Through an examination of findings from the unprecedented, recently concluded, seven-year interagency study of the entire population of enlisted post-9/11 GI Bill beneficiaries, utilizing hitherto unavailable data about their prior qualifications, their journey through the postsecondary system, and their IRS earnings after education, Veterans Education Success’s analysis released today explores the interagency study’s findings on the importance of quality and institutional integrity. Veterans Education Success’s analysis released today concludes that the interagency study is important not only for its findings on the GI Bill student outcomes for 2.7 million American enlisted veterans, but also for its implications for the much larger amounts of federal funding for federal student aid, which has never generated similar data.

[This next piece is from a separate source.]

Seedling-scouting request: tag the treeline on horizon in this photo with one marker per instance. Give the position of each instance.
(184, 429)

The interagency study published six reports (available here) from a team of researchers from the Department of Veterans Affairs, U.S. Census Bureau, and American Institutes for Research (who were embedded as Special Sworn Status employees of the Census Bureau and followed all Census Bureau and IRS laws regarding proper handling of confidential information).  The report drew on IRS earnings data, student records from the National Student Clearinghouse, and information from the U.S. Department of Defense (providing servicemembers’ records of military occupation and service as well as their academic aptitude and preparation test results upon their entry into military service), U.S. Department of Veterans Affairs (multiple sources of records) and the U.S. Census Bureau (providing a plethora of data).

#          #          #

Veterans Education Success is a nonpartisan organization whose mission is to advance higher education success for veterans, service members, and military families and to protect the integrity and promise of the GI Bill and other federal education programs. The organization offers free help, advice, and college and career counseling to servicemembers, veterans, and their survivors and families using federal education benefits and helps them participate in their democracy by engaging with policymakers. Veterans Education Success also provides non-partisan policy expertise to federal and state policymakers and conducts non-partisan research on issues of concern to student veterans.